With the info provided, it appears to be a 19th century German-made 'parlor' guitar with Brazilian rosewood back and sides.

Tom

Don't know much about the writing, but the guitar itself is a really good one! Solid BRW in sides and back are very rare on European made guitars like this. It's almost always a veneer and not solid wood. Rosewood was very expensive in Europe at the time. The pearl inlays in the rosette are also top-of-the line, the ebony fretboard too. Nice extra deep sides makes for a good sounding parlor guitar.

As far as I can tell from the pictures, the frets are T-frets and not bar frets, so the guitar is not from the 1800's, probably early 1900. Looks like the coil on the tuners are below the cog (the "other" way around compared with modern guitars), that makes it older than around 1920.

Take good care of it :-)

Hey Tom and Roger,

Thanks for the input and help.  I was kind of hoping that it might be some sort of common usage as in:

"......... ........... faciebat anno 1702 in Verona"

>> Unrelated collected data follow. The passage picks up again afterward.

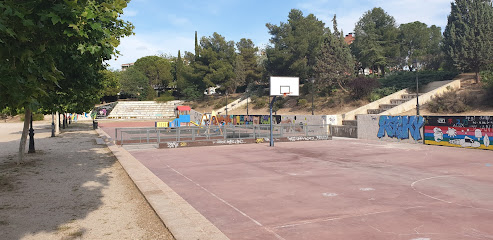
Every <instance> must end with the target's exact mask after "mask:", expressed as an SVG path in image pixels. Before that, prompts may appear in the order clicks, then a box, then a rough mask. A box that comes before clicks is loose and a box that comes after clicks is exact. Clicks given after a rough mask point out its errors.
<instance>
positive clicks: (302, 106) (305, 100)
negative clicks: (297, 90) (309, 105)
mask: <svg viewBox="0 0 493 240" xmlns="http://www.w3.org/2000/svg"><path fill="white" fill-rule="evenodd" d="M296 104H297V105H298V106H299V107H302V108H304V107H306V106H307V105H308V100H306V99H304V98H300V99H298V102H297V103H296Z"/></svg>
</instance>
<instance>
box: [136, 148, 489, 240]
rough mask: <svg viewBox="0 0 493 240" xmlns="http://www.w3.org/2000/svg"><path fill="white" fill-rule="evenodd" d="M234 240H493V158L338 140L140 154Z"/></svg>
mask: <svg viewBox="0 0 493 240" xmlns="http://www.w3.org/2000/svg"><path fill="white" fill-rule="evenodd" d="M130 153H131V154H132V155H133V156H134V157H136V158H137V159H138V160H139V161H141V162H142V163H143V164H144V165H145V166H146V167H148V168H149V169H150V170H151V171H152V172H153V173H154V174H155V175H156V176H158V177H159V178H160V179H162V180H163V182H164V183H166V184H168V185H169V186H170V187H171V188H172V189H173V190H174V191H176V192H177V193H178V194H179V195H180V196H181V197H183V198H184V199H185V200H186V201H187V202H188V203H189V204H191V205H192V206H193V207H194V208H195V209H197V210H198V211H199V212H200V213H201V214H202V215H204V216H205V217H206V218H207V219H208V220H209V221H211V222H212V223H213V224H214V225H215V226H216V227H218V228H219V229H220V230H221V231H222V232H223V233H224V234H226V235H227V236H228V237H229V238H230V239H407V240H427V239H430V240H436V239H492V238H493V227H492V226H493V152H491V151H485V150H473V149H459V148H450V147H437V146H426V145H421V144H400V143H388V142H383V141H363V140H356V139H351V140H343V139H335V140H329V141H318V142H293V143H277V144H276V146H275V147H274V148H271V147H268V145H267V144H249V145H231V146H220V147H219V146H214V147H195V148H179V149H147V150H130Z"/></svg>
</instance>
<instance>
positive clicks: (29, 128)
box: [27, 112, 36, 153]
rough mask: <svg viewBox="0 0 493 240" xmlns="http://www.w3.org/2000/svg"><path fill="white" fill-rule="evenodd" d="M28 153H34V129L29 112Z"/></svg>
mask: <svg viewBox="0 0 493 240" xmlns="http://www.w3.org/2000/svg"><path fill="white" fill-rule="evenodd" d="M27 152H28V153H35V152H36V149H34V129H33V113H32V112H31V127H30V128H29V151H27Z"/></svg>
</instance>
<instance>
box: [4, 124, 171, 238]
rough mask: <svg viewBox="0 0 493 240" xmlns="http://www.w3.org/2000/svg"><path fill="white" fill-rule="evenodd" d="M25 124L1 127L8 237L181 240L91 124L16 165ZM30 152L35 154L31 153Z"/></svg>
mask: <svg viewBox="0 0 493 240" xmlns="http://www.w3.org/2000/svg"><path fill="white" fill-rule="evenodd" d="M21 130H22V123H20V122H15V123H0V239H173V237H172V235H171V234H170V233H169V231H168V230H167V229H166V227H165V226H164V224H163V223H162V222H161V220H160V219H159V218H158V217H157V215H156V214H155V212H154V211H153V210H152V208H151V207H150V206H149V204H148V203H147V201H146V200H145V199H144V197H143V196H142V194H141V193H140V192H139V191H138V189H137V188H136V187H135V185H134V183H133V182H132V181H131V180H130V178H129V177H128V175H127V174H126V172H125V171H124V170H123V168H122V167H121V165H120V164H119V163H118V161H117V159H116V158H115V157H114V156H113V155H112V154H111V152H110V151H109V150H108V148H106V146H105V145H97V144H96V141H95V138H97V135H96V133H95V131H93V130H92V129H91V125H90V124H89V123H74V124H71V125H70V126H69V127H68V128H66V129H64V130H62V133H61V134H60V135H59V136H57V137H55V138H51V137H50V136H51V129H50V125H49V122H35V139H36V141H35V143H36V145H35V146H36V153H34V154H26V158H25V160H24V162H23V163H22V164H20V165H16V164H15V161H16V157H17V155H16V151H17V149H18V146H19V139H20V133H21ZM26 151H27V150H26Z"/></svg>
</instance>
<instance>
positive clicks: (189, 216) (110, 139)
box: [96, 128, 229, 240]
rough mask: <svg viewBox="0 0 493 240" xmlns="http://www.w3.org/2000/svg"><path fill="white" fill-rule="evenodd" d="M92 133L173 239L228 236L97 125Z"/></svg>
mask: <svg viewBox="0 0 493 240" xmlns="http://www.w3.org/2000/svg"><path fill="white" fill-rule="evenodd" d="M96 132H97V133H98V134H99V136H100V137H101V138H102V139H104V141H105V142H106V145H107V146H108V148H109V149H110V150H111V152H112V153H113V155H114V156H115V157H116V158H117V159H118V161H119V162H120V164H121V165H122V166H123V168H124V169H125V171H126V172H127V174H128V176H130V179H132V181H133V182H134V184H135V185H136V186H137V188H138V189H139V191H140V192H141V193H142V195H144V197H145V198H146V200H147V202H148V203H149V204H150V205H151V207H152V208H153V209H154V211H155V212H156V213H157V215H158V216H159V218H161V220H162V221H163V223H164V224H165V225H166V227H167V228H168V229H169V231H170V232H171V234H173V236H174V237H175V239H177V240H182V239H183V240H186V239H201V240H202V239H211V240H213V239H214V240H216V239H218V240H220V239H229V238H228V237H226V235H224V233H222V232H221V231H220V230H219V229H218V228H217V227H216V226H214V225H213V224H212V223H211V222H210V221H209V220H207V219H206V218H205V217H204V216H203V215H202V214H200V213H199V212H198V211H197V210H196V209H195V208H193V207H192V206H191V205H190V204H188V202H187V201H185V200H184V199H183V198H182V197H180V195H178V194H177V193H176V192H175V191H173V190H172V189H171V188H170V187H169V186H168V185H167V184H165V183H164V182H163V181H162V180H161V179H159V178H158V177H157V176H156V175H154V174H153V173H152V172H151V171H150V170H149V169H148V168H146V167H145V166H144V165H143V164H142V163H141V162H140V161H138V160H137V159H135V158H134V157H133V156H132V155H131V154H130V153H129V152H128V151H126V150H125V149H124V148H122V147H118V146H116V145H115V144H114V143H113V142H112V140H111V138H110V137H109V135H108V134H106V133H105V132H104V131H103V130H101V129H100V128H98V129H96Z"/></svg>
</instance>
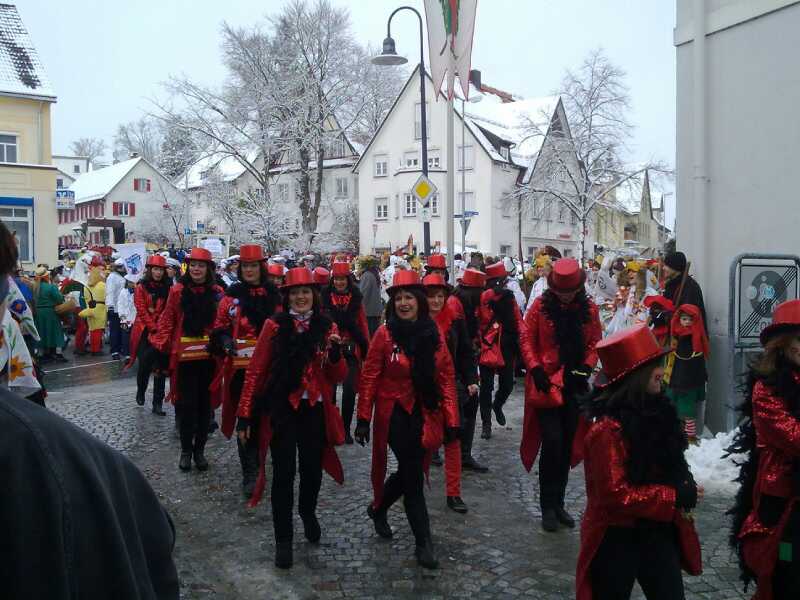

There is one clearer word on the far bass side.  It is difficult to photograph because of the angle from the sound hole at the narrow waist.  If I can get a clear picture, I'll post it.

Invert the colors. The negative effect can give some contrast.

Thanks Redacted.  My son says "Why didn't I think of that?"

Maybe a bit off the topic, but I enjoy re-hairing violin/cello/bass bows and one of the trends that seems to have taken hold is writing little "messages in a bottle" to the next person who re-hairs the instrument!

When found, they're usually written in pencil on the underside of the ebony/MOP slide on the frog.  Wish I'd taken a shot of the last one encountered a few months back, but here's a reasonable facsimile.

Sure, it's all a bit silly but, nonetheless, it's harmless fun!